20. Yüzyılın en önemli iki ismi feminist düşünür Simone de Beauvoir ve varoluşçuluğun kuramcısı Jean-Paul Sartre Sarbonne’da tanıştılar. Evlilik platformunu ve evliliğin gelenekten getirilen rollerini reddederek birbirlerinde özgür sevgiyi, dürüstlük sözüyle tattılar. Kalemleriyle kendilerine sınırlar değil basamaklar çizdiler ve beraber yükseldiler. Bu yüzden eserleri iki kişinin ruhunu yansıtmaktadır.
Simone de Beauvoir’den Sartre’a Mektuplar’dan Alıntılar:
“Sizi hafif trajik ve biraz da kendini bırakmış bir biçimde seviyorum.”
“Sizin yanınızdayken hiçbir şey bana önemli gelmiyor. Hatta sizden ayrılmak bile. Ama sizden uzaktayken en küçük dert çekilmez oluyor.
“Sizi göremedikten sonra yalnız olmayı tercih ederim. Kendimi bana hiçbir şey kazandırmayan insanlar için harcamaktan tiksiniyorum…”

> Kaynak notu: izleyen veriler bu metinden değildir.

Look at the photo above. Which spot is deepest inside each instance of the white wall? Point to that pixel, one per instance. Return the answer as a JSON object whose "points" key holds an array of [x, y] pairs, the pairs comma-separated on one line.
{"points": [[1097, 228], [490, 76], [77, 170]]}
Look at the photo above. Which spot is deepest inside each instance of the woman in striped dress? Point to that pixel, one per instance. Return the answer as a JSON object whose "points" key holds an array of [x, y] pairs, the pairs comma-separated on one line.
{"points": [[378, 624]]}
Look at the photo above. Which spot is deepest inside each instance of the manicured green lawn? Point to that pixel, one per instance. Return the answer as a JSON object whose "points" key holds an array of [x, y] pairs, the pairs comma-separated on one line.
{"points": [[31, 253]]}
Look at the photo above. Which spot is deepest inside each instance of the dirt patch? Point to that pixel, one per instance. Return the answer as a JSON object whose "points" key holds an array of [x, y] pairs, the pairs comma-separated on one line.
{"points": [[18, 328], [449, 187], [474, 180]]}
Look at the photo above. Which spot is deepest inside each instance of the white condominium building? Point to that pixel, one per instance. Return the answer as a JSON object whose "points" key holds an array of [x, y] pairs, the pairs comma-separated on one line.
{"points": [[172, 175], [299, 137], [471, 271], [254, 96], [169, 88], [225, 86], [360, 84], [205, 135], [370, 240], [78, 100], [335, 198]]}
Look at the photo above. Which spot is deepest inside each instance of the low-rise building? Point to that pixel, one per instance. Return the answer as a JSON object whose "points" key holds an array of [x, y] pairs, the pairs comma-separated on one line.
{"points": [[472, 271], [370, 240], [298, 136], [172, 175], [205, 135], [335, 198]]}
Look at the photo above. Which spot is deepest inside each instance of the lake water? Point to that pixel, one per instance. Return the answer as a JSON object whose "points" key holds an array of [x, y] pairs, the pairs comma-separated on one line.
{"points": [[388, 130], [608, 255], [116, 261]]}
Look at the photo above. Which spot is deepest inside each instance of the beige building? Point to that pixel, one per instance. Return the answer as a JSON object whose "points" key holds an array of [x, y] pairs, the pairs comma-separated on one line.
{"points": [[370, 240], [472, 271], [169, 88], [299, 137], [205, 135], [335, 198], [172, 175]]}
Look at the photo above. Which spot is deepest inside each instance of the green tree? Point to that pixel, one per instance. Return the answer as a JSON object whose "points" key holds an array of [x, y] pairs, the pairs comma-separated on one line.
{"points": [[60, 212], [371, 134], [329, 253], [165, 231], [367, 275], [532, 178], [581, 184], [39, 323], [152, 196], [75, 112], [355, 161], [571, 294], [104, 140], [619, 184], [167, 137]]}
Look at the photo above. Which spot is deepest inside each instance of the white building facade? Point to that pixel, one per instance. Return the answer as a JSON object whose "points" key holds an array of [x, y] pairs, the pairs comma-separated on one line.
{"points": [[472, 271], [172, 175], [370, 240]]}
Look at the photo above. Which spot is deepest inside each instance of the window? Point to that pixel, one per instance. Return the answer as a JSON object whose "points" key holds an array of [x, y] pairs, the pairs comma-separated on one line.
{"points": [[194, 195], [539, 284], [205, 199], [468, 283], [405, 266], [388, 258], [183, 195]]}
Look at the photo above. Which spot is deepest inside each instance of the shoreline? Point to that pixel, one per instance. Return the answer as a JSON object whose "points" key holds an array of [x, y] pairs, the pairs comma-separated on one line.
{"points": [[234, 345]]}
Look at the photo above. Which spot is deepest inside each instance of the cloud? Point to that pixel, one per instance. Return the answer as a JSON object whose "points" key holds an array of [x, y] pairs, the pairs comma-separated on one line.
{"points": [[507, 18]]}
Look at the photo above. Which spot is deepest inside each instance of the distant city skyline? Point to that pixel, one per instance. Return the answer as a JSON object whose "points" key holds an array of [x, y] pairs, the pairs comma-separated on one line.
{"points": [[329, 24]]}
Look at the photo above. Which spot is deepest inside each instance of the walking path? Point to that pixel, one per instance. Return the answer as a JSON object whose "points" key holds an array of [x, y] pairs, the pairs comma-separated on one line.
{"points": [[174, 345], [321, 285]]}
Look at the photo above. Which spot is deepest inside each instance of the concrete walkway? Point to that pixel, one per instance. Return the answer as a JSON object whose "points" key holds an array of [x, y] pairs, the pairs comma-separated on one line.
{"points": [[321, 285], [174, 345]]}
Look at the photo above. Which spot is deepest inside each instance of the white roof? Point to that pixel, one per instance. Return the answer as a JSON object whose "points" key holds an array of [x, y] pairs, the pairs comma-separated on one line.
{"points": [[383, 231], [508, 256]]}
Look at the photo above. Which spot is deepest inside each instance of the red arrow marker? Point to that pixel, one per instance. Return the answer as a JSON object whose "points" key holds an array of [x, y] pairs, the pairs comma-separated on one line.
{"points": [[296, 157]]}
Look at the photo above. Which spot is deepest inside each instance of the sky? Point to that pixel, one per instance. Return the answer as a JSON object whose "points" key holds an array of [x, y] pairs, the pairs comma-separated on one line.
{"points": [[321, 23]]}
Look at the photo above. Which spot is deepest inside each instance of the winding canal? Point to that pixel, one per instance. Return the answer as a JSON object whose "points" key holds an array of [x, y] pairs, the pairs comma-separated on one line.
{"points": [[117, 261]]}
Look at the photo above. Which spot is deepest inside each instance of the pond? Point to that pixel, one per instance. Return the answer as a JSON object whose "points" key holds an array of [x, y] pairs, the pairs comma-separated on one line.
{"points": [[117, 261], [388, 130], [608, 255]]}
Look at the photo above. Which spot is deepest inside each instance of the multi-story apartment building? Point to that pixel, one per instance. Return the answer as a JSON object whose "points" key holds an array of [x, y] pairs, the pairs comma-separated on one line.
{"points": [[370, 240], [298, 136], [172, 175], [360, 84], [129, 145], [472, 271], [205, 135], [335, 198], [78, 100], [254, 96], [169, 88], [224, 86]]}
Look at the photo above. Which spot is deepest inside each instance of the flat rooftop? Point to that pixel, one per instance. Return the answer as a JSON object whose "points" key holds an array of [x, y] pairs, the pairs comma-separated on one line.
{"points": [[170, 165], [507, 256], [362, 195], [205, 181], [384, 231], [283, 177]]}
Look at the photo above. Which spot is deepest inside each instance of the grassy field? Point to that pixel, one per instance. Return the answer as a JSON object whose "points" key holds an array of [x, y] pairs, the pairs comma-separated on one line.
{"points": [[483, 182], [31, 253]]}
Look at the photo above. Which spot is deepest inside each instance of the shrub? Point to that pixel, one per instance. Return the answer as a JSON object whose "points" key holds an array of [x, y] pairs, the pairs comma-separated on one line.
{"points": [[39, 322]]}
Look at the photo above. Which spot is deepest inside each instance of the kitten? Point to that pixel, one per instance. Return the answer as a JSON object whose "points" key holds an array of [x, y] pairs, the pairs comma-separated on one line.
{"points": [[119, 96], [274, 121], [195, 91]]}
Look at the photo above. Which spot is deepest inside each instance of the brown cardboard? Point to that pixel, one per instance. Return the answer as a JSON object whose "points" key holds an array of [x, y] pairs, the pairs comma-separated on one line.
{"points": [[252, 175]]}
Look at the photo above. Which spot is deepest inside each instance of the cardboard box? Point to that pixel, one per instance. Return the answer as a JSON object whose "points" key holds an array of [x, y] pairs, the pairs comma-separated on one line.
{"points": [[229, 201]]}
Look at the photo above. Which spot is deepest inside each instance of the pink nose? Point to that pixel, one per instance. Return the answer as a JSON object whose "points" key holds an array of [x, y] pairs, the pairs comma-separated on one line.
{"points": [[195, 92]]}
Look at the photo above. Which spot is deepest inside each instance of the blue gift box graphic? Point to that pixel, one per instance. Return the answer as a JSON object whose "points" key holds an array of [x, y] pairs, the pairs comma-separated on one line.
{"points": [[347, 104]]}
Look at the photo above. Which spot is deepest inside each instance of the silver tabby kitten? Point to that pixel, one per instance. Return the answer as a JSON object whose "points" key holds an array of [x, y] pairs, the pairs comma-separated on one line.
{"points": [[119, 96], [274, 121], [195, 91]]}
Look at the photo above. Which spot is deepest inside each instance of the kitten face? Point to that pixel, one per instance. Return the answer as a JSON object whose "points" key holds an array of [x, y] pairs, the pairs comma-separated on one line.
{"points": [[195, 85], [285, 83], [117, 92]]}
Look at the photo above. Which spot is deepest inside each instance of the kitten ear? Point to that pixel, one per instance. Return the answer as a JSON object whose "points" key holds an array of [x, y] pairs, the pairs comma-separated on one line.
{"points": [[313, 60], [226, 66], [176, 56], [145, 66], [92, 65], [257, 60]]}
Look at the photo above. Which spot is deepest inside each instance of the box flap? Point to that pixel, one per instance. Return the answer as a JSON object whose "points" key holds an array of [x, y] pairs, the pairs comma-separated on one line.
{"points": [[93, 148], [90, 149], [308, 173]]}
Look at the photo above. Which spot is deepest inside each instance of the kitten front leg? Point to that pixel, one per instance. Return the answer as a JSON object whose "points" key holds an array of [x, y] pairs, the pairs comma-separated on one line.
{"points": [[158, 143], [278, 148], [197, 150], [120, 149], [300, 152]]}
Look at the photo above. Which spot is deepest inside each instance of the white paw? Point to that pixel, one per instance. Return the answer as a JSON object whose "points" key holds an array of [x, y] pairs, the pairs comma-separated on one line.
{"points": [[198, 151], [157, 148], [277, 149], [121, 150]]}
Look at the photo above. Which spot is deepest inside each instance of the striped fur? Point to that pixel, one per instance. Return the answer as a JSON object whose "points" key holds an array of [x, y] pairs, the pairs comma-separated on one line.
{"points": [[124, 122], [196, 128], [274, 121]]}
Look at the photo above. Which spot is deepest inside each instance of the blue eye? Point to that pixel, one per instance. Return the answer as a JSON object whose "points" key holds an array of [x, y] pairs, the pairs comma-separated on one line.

“Beni merak etmeyin sevgilim, yalnızca görünürde neşesizim. Sonuç olarak hep yaşadığımızdan fazlasını yazıyoruz. Çünkü yazdığımız anda çevremizde gördüklerimizi betimliyoruz. Dünyanın berbatlığı veya yaşamın tatsızlığı vs.”
“Sevgilim, o zamanlar hâlâ gençtik ve dünyanın nereye gideceği belli değildi. Şimdiyse dünyanın nereye gittiği belli: karanlığa gidiyor.”